Bevel tot staking van activiteiten in strijd met concurrentiebeding en oplegging van dwangsom

In deze zaak heeft de voorzieningenrechter van de Rechtbank Midden-Nederland op 16 maart 2016 uitspraak gedaan in een kort geding tussen Salor Spakenburg B.V. en een gedaagde besloten vennootschap. Salor vorderde dat de gedaagde zou worden bevolen om tot 11 november 2018 de activiteiten te staken die in strijd zijn met het concurrentiebeding uit de Koopovereenkomst.
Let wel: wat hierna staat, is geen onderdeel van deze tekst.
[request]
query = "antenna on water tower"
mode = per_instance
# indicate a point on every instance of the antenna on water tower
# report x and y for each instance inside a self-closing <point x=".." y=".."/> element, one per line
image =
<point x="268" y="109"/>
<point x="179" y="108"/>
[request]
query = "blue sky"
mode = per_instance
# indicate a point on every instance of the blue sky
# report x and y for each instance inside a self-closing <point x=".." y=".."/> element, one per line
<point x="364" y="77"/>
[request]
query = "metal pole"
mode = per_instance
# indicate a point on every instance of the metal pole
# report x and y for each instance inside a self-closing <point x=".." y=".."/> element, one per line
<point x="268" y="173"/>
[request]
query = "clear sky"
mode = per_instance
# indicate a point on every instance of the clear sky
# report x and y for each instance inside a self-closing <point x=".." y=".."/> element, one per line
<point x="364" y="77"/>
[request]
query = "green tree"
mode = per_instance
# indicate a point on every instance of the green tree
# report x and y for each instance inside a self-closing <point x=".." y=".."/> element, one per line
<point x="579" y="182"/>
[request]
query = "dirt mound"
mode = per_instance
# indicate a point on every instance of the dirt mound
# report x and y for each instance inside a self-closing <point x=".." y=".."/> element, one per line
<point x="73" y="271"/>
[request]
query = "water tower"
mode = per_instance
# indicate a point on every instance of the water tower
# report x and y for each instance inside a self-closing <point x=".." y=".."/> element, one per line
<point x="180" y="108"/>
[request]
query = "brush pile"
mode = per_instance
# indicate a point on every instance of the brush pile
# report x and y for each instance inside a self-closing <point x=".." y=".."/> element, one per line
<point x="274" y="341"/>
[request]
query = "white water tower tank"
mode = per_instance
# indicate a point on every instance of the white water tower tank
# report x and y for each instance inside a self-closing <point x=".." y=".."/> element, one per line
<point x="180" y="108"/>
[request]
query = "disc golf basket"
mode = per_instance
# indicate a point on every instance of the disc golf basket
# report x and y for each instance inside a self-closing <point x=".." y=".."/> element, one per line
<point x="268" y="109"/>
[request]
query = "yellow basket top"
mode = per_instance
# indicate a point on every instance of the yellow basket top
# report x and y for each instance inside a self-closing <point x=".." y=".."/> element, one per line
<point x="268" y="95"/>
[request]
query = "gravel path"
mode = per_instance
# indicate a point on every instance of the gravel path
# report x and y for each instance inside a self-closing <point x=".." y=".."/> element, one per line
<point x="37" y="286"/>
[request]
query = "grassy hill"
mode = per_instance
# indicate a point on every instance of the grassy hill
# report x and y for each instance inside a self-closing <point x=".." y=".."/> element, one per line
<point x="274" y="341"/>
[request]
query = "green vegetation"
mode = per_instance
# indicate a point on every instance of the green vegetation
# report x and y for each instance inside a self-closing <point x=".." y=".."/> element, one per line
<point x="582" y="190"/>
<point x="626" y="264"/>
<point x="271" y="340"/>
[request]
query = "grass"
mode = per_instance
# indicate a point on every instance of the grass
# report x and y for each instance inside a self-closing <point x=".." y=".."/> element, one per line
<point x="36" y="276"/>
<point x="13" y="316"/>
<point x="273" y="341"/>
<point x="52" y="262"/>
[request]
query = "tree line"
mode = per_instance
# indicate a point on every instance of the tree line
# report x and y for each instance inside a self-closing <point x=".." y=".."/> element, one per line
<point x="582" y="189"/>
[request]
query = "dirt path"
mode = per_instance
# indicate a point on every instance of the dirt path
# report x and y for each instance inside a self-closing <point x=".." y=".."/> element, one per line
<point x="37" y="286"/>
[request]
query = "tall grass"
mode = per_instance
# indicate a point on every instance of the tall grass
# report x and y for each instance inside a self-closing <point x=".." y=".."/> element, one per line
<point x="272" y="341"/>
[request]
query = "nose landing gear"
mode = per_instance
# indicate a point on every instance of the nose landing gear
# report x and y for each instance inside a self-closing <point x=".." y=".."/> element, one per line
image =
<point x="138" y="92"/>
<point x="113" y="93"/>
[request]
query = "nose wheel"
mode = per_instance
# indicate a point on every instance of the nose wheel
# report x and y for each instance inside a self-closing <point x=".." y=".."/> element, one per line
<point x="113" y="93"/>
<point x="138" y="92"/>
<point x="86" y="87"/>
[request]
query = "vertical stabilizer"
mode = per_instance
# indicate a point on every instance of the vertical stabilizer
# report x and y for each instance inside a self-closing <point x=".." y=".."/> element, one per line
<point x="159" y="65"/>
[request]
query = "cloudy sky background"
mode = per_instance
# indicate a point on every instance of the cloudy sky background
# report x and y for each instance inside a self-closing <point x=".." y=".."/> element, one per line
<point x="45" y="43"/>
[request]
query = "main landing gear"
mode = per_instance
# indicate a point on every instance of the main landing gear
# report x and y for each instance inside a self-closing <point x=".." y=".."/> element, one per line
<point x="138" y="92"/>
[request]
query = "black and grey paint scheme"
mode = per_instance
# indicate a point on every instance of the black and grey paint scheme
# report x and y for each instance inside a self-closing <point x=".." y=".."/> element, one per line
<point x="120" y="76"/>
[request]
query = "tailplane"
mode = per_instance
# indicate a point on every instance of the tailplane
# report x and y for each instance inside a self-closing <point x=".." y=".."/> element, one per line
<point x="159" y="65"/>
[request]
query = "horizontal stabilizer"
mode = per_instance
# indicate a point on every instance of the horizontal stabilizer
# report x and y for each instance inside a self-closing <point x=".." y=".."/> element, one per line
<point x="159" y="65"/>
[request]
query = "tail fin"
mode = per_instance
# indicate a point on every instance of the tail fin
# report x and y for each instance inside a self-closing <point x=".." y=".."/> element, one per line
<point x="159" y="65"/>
De voorzieningenrechter oordeelde dat de gedaagde het concurrentiebeding had overtreden door concurrerende activiteiten te verrichten via haar onderneming GreenEnergy B.V. De rechter gebiedde de gedaagde om deze activiteiten te staken en legde een dwangsom op van € 10.000,00 voor elke overtreding en € 100,00 voor elke dag dat de overtreding voortduurt, met een maximum van € 50.000,00. De vordering tot betaling van verbeurde boetes en buitengerechtelijke kosten werd afgewezen, omdat niet was aangetoond dat het relatiebeding was overtreden. De proceskosten werden gecompenseerd, waarbij iedere partij de eigen kosten droeg. De uitspraak benadrukt de geldigheid van concurrentiebedingen en de noodzaak om deze te handhaven ter bescherming van bedrijfsbelangen.

Uitspraak

vonnis

RECHTBANK MIDDEN-NEDERLAND

Civiel recht
handelskamer
locatie Utrecht
zaaknummer / rolnummer: C/16/408698 / KG ZA 16-61
Vonnis in kort geding van 16 maart 2016
in de zaak van
de besloten vennootschap met beperkte aansprakelijkheid
SALOR SPAKENBURG B.V.,
statutair gevestigd te Bunschoten,
eiseres,
advocaat mr. M.A.R.M. van Camp,
tegen
de besloten vennootschap met beperkte aansprakelijkheid
[gedaagde],
gevestigd te [vestigingsplaats ] ,
gedaagde,
advocaat mr. S.W. Holterman.
Partijen zullen hierna Salor en [gedaagde] genoemd worden.

1.De procedure

1.1.
Het verloop van de procedure blijkt uit:
– de dagvaarding 17 februari 2016 met producties 1 tot en met 23,
– nagekomen producties 24 en 25 van Salor,
– een nagekomen productie 26 van Salor,
– producties 1 tot en met 10 van [gedaagde] ,
– een nagekomen productie 11 van [gedaagde] ,
– de mondelinge behandeling op 26 februari 2016,
– de pleitnota van Salor,
– de pleitaantekeningen van [gedaagde]
1.2.
Ten slotte is vonnis bepaald.

2.De feiten

2.1.
Salor heeft begin november 2013 met [gedaagde] en met [A] Holding B.V. (hierna: [A] ) een 'Koopovereenkomst Aandelen' (hierna: de Koopovereenkomst) gesloten, waarbij Salor van [gedaagde] en [A] alle aandelen in het kapitaal van Thermagas Nederland B.V. (hierna: Thermagas) heeft gekocht voor de prijs van € 1,00. Thermagas verkeerde toen in financiële moeilijkheden. [gedaagde] en [A] hielden toen ieder 50% van de aandelen in Thermagas en waren toen ook ieder bestuurder van Thermagas.
2.2.
De aandelen in Thermagas zijn op 11 november 2013 aan Salor geleverd. Na die levering zijn [gedaagde] en [A] als bestuurders van Thermagas afgetreden en is Salor tezamen met [B] bestuurder van Thermagas geworden.
2.3.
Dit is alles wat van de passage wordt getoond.